— Что это значит? — Я кивнула в сторону носа галеона. В нескольких милях впереди горизонт загораживала непроглядная стена дождя, там клокотала тьма, сверкали хлысты молний и намешанный из тёмных тонов небосвод, подобно прессу, давил на исходящее пеной море. — Надеюсь, это не попытка погубить нас? — спокойно спросила я, прямо глядя на Уилла.
Он слегка приподнял подбородок и скрестил руки на груди.
— «Голландцу» шторм не страшен. — Я едва открыла рот, как капитан добавил: — Я не собираюсь делать крюк в десятки миль только потому, что кого-то беспокоит качка. — При этом его карие глаза слегка сместились в сторону. Я машинально обернулась и тут же поняла причину такого весьма резкого ответа: на шканцах, якобы оглядывая грозовое небо, но чаще задерживаясь взглядом у штурвала, стоял Гектор Барбосса.

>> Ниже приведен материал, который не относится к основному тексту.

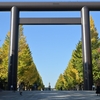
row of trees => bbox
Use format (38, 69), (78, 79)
(0, 26), (44, 89)
(55, 17), (100, 90)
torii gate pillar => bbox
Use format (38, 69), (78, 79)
(8, 6), (19, 90)
(81, 6), (93, 90)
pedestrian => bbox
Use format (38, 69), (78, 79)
(19, 83), (23, 95)
(10, 85), (13, 91)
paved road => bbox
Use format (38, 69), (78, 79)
(0, 91), (100, 100)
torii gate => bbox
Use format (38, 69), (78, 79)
(0, 2), (100, 90)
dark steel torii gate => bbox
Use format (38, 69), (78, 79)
(0, 2), (100, 90)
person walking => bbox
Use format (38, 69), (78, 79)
(19, 83), (23, 95)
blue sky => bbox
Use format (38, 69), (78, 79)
(0, 0), (100, 87)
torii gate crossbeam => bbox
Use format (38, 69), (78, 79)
(0, 2), (100, 90)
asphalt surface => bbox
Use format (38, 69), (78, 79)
(0, 91), (100, 100)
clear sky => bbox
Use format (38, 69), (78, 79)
(0, 0), (100, 87)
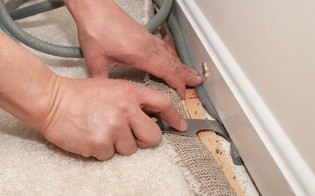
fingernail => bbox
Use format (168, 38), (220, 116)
(180, 119), (187, 131)
(191, 69), (198, 75)
(196, 76), (203, 82)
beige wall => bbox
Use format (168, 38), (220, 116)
(196, 0), (315, 173)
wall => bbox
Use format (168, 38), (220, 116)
(178, 0), (315, 195)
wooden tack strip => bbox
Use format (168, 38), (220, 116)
(185, 89), (244, 196)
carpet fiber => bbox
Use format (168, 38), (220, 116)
(0, 0), (234, 195)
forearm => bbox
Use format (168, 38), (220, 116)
(0, 31), (60, 128)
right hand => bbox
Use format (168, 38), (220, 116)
(39, 78), (187, 160)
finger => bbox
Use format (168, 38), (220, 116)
(93, 145), (115, 161)
(115, 127), (137, 156)
(90, 135), (115, 161)
(130, 108), (162, 147)
(139, 88), (187, 131)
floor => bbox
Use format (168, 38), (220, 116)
(0, 0), (258, 195)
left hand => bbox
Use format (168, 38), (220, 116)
(65, 0), (202, 98)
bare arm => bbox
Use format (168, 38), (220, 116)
(0, 30), (60, 128)
(0, 31), (187, 160)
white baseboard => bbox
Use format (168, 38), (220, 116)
(176, 0), (315, 195)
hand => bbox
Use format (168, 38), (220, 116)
(39, 78), (187, 160)
(65, 0), (202, 98)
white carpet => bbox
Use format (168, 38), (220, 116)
(0, 0), (195, 195)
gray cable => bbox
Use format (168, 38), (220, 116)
(9, 0), (65, 20)
(153, 0), (243, 165)
(0, 0), (242, 164)
(5, 0), (27, 12)
(145, 0), (173, 33)
(0, 0), (83, 58)
(0, 0), (172, 58)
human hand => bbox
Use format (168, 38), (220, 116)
(65, 0), (202, 98)
(39, 78), (187, 160)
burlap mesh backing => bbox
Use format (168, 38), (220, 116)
(144, 75), (235, 196)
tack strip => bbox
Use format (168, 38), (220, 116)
(184, 89), (244, 196)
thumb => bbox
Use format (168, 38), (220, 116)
(130, 108), (162, 148)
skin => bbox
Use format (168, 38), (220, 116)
(0, 0), (201, 161)
(64, 0), (202, 98)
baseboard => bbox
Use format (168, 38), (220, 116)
(175, 0), (315, 195)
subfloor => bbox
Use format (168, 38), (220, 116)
(0, 0), (257, 195)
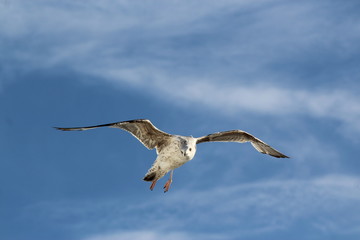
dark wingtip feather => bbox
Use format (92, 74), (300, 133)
(143, 172), (156, 182)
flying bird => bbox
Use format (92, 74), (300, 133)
(55, 119), (289, 192)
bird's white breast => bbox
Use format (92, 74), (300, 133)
(157, 136), (196, 171)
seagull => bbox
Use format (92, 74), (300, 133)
(55, 119), (289, 192)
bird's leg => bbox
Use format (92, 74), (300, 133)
(150, 180), (157, 191)
(164, 170), (174, 192)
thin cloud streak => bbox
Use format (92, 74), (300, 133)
(28, 175), (360, 239)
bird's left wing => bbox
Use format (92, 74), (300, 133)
(55, 119), (171, 149)
(196, 130), (289, 158)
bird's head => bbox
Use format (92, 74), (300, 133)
(183, 137), (196, 160)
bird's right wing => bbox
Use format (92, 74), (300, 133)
(55, 119), (171, 149)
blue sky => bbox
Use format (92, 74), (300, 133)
(0, 0), (360, 240)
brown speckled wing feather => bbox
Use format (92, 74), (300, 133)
(196, 130), (289, 158)
(55, 119), (171, 149)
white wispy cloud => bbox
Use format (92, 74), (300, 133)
(27, 175), (360, 239)
(0, 0), (360, 135)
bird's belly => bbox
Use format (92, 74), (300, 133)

— Как скажете, капитан, — ретировалась я, — верю, что вы достаточно благоразумны.
Меж тем ураган неумолимо надвигался на нас. Каждый из гостей-капитанов счёл своим долгом осведомиться о планах капитана-хозяина и дать пару наставлений, которые тот беззастенчиво проигнорировал. Вера в благоразумие Уилла Тёрнера отнюдь не гарантировала отсутствие банального страха перед сокрушительной стихией. Шторм в море был страшен не столько природной яростью, сколько осознанием человеческой ничтожности перед ней. От раскатов грома сотрясалось нутро, вспышки молний ослепляли, шквал сбивал с ног, косые плети дождя жгли кожу, а корабль — массивный галеон, настоящий морской танк, — бросало с волны на волну с лёгкостью ялика. Команда «Летучего Голландца» действовала споро и умело, а свободные от гнёта корабля моряки, почуяв немилость погоды, подыскали укромный отсек у подветренного борта и лишний раз нос наружу не показывали.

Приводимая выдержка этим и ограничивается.